ODX Operation within a Single Server
In a single-server setup, the copy offload application executes both offload read and write requests from the same server system.
The server (or VM) hosting the application has access to both the source LUN (which can be a VHD or physical disk) and the destination LUN (also VHD or physical disk). The application obtains a token from the source LUN via an offload read request and then uses this token to initiate an offload write request to the destination LUN. The storage array’s copy manager handles the data transfer between the source and destination LUNs within the same storage array.
ODX Operation Across Two Servers
In a two-server configuration, two servers and potentially multiple storage arrays managed by a unified copy manager are involved.
- One server (or VM) hosts the source LUN, while the second server (or VM) hosts the destination LUN. The source server shares the source LUN with the application client via SMB, and similarly, the destination server shares the destination LUN via SMB. This grants the application client access to both LUNs.
- The source and destination storage arrays are managed by the same copy manager within a SAN environment.
- From the application client, the copy offload application sends an offload read request to the source LUN and receives a token. It then uses this token to issue an offload write request to the destination LUN. The copy manager handles the data transfer between the source and destination LUNs, potentially spanning different storage arrays in different physical locations.
ODX for Massive Data Migration
Massive data migration, involving the transfer of large datasets like databases, spreadsheets, and documents to a new system, is a prime use case for ODX. This migration often occurs during storage system upgrades, database engine changes, or application/business process evolutions. ODX streamlines data migration from legacy to new storage systems, provided the new system’s copy manager can also manage the legacy storage.
- In this scenario, one server hosts the legacy storage, and another hosts the new storage.
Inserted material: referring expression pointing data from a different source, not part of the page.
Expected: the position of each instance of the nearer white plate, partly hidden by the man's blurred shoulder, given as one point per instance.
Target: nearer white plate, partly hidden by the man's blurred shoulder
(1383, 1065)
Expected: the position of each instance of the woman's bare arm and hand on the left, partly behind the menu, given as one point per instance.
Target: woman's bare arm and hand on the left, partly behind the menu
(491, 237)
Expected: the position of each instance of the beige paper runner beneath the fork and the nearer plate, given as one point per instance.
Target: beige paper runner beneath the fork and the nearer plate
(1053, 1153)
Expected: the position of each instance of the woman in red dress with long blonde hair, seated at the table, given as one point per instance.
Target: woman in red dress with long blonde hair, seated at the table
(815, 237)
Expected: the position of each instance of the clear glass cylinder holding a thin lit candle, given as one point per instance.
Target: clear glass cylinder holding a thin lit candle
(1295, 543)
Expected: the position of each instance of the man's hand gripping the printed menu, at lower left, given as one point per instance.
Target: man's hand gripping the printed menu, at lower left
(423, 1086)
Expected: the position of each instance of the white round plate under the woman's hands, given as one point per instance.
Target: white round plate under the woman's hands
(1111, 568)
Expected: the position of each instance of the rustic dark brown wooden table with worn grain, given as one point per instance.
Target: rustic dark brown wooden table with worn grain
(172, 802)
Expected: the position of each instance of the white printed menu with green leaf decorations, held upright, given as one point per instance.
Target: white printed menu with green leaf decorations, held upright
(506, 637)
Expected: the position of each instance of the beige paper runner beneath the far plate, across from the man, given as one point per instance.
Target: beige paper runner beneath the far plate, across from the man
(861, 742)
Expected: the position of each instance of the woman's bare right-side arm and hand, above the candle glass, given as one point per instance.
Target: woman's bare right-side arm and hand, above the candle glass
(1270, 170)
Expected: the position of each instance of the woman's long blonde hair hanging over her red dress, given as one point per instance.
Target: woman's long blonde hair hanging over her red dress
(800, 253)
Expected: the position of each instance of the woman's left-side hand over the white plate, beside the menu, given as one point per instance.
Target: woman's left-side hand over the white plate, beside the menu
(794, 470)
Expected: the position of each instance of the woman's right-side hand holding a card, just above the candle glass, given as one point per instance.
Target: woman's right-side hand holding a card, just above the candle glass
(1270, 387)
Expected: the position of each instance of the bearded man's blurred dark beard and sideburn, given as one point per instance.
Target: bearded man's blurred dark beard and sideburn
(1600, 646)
Both servers share their respective LUNs with a data migration application client via SMB.
- Both the legacy and new storage systems are managed by a common copy manager within a SAN.
- The data migration application client initiates offload read requests to the source (legacy) LUN to obtain tokens and then uses these tokens to issue offload write requests to the destination (new) LUN. The copy manager efficiently migrates the data between the two storage systems, even if they are geographically separated.
- Massive data migration using ODX can also be performed within a single server environment.
Host-Controlled Data Transfer in Tiered Storage
Tiered storage architectures categorize data across different storage media types to optimize cost, performance, and capacity utilization. Data is categorized based on protection needs, performance requirements, usage frequency, and other factors.
ODX plays a crucial role in enabling host-controlled data migration within tiered storage environments. Consider a two-tiered storage example:
- The server hosts the tiered storage system. Tier 1 storage acts as the source LUN, and Tier 2 storage serves as the destination LUN.
- A single copy manager manages all storage tiers.
- The data migration application on the server issues offload read requests to the Tier 1 LUN, obtains tokens, and then issues offload write requests with these tokens to the Tier 2 LUN. The copy manager manages the data movement between the different storage tiers.
- After migration, the application can delete the data from the Tier 1 storage, reclaiming valuable high-performance storage space.
By understanding and implementing Windows ODX, organizations can significantly enhance their data management efficiency, reduce server load, and accelerate critical data operations across diverse storage environments.